2. Preformed “off the shelf” stock mouthguards

Preformed stock mouthguards

Preformed stock mouthguards

The preformed “off the shelf” mouthguard is just as it sounds, its a one-size-fits-all loose plastic overlay of the teeth, made from a thermoset or non-mouldable material. You simply buy it off-the-shelf, open the packet and put it in your mouth. The downside of these guards is that they are bulky and loose fitting, making it difficult to talk and breathe.

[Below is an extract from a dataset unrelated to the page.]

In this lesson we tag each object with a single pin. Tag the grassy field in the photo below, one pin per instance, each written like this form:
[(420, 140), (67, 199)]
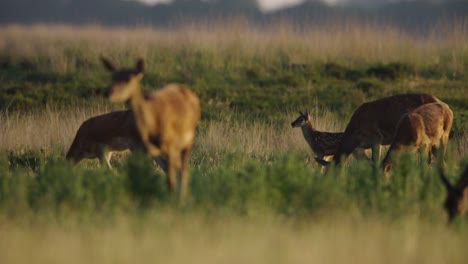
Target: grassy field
[(256, 195)]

3. Mouldable mouth-formed mouthguards

Mouldable mouth-formed mouthguards

Mouldable mouth-formed mouthguards

The mouth-formed mouthguard (sometimes referred to as a “boil & bite mouthguard”) is made from a thermoplastic material that becomes soft and pliable when heated and can be shaped around the teeth using firm finger pressure and mouth suction. The material used is primarily ethylene vinyl acetate or EVA. The same material used for laboratory-made mouthguards.
This style of mouthguard can vary somewhat with most being classified into 3 main types.
1) it will be made of a single mouldable material.
2) it will primarily be made from a mouldable material yet incorporate a non-mouldable hard insert, casing or attachment, for added protection,
3) it consists of a hard non-mouldable outer casing with a thermoplastic or mouldable layer inside that you bite into.
4) There is a now a 4th option which we discuss separately below – The Neomorph Mouthguard which incorporates a completely embedded structural layer and is entirely mouldable.

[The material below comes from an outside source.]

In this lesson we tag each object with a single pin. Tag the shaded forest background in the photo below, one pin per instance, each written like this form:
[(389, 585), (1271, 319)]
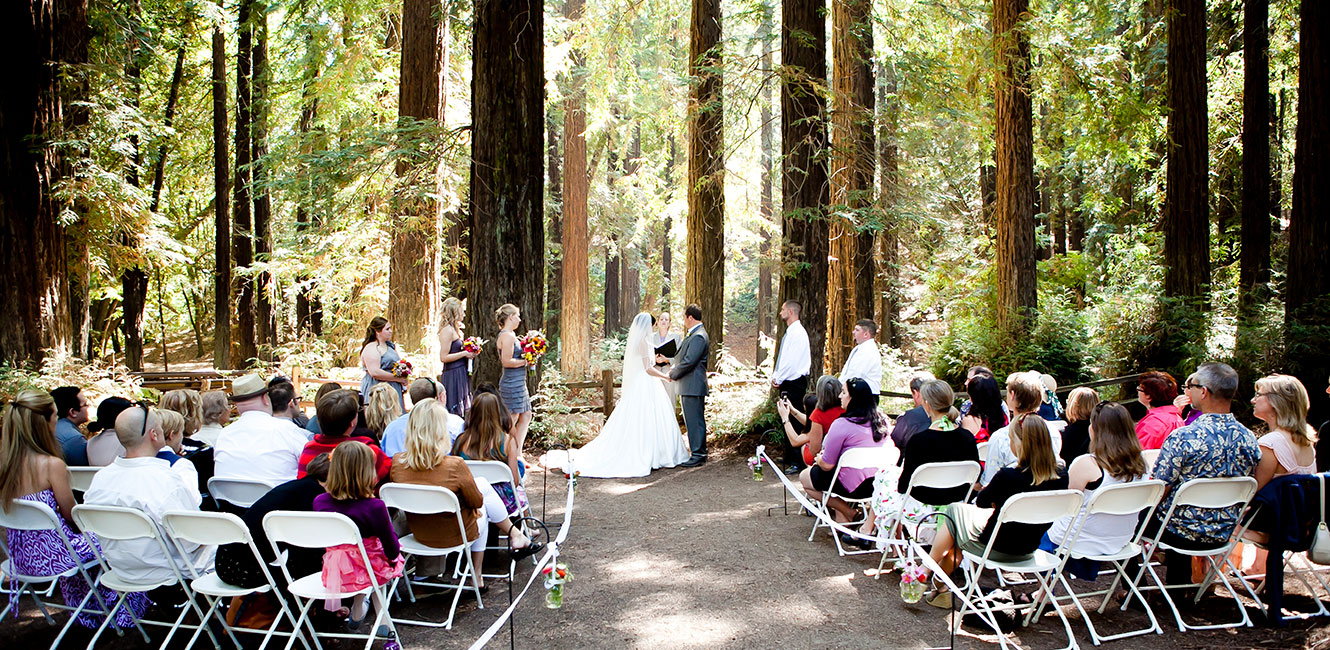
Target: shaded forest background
[(1083, 188)]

Research tells us that this style of mouldable mouthguard is the most widely worn mouthguard of all the 3 mouthguards available for a variety of reasons…… not least of all accessibility, convenience, cost and its ability to remould.
It is also more often than not the “go-to” mouthguard that clinicians will recommend for patients undergoing orthodontic treatment as it can be remoulded as their teeth move throughout treatment. Please note: It is necessary to ensure that the mouthguard manufacturer confirms that the mouthguard can be worn with braces/aligners as many cannot.

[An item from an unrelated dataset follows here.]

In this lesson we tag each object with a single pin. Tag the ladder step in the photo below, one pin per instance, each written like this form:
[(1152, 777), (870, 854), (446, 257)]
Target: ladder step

The downside of these guards is that they are typically bulky, uncomfortable, and don’t fit well. When a mouthguard is bulky and uncomfortable it can interfere with breathing, communicating and performance, and when a mouthguard doesn’t fit well, it will move or even dislodge on impact which reduces protection and can negate the very reason we wear a mouthguard in the first place. We’ve all seen kids and professional football players hanging their mouthguards out of their mouths, removing them to talk and sticking them into a sock before a shot at goal.


4. The Neomorph Mouthguard

Neomorph mouthguard

Neomorph mouthguard

Neomorph was designed and developed by a dental hygienist to be a hybrid of the dental made mouthguard and the store bought mouthguard – a mouldable version of the custom fitting, comfortable and protective dental-made mouthguard mixed with the convenience, price-point and ability to remould of the “over-the-counter” store bought mouthguard.
The Neomorph Mouthguard incorporates a stiff mouldable layer for added protection and differs from other mouldable mouthguards in that Neomorph is entirely mouldable…. meaning there are no uncomfortable bits sticking in to you or bulking the mouthguard out. Neomorph will conform securely around teeth to feel smooth and comfortable. Neomorph offers a thin mouthguard that is tougher than it’s thicker counterparts and absorbs impacts extremely well.
Neomorph Prodigy can also be worn by all sportspeople over 11 years of age with and without braces/aligners.


In conclusion, choosing the right mouthguard is crucial to your overall dental health and well-being. Each type of mouthguard has its advantages and disadvantages. When choosing a mouthguard you should always ensure it fits well. A simple test is to try to dislodge it from behind your top front teeth with your tongue. If you can dislodge your mouthguard easily it is not fitting securely enough and you should remould or replace it. A good mouthguard should also be comfortable and provide adequate protection for the sport you are playing.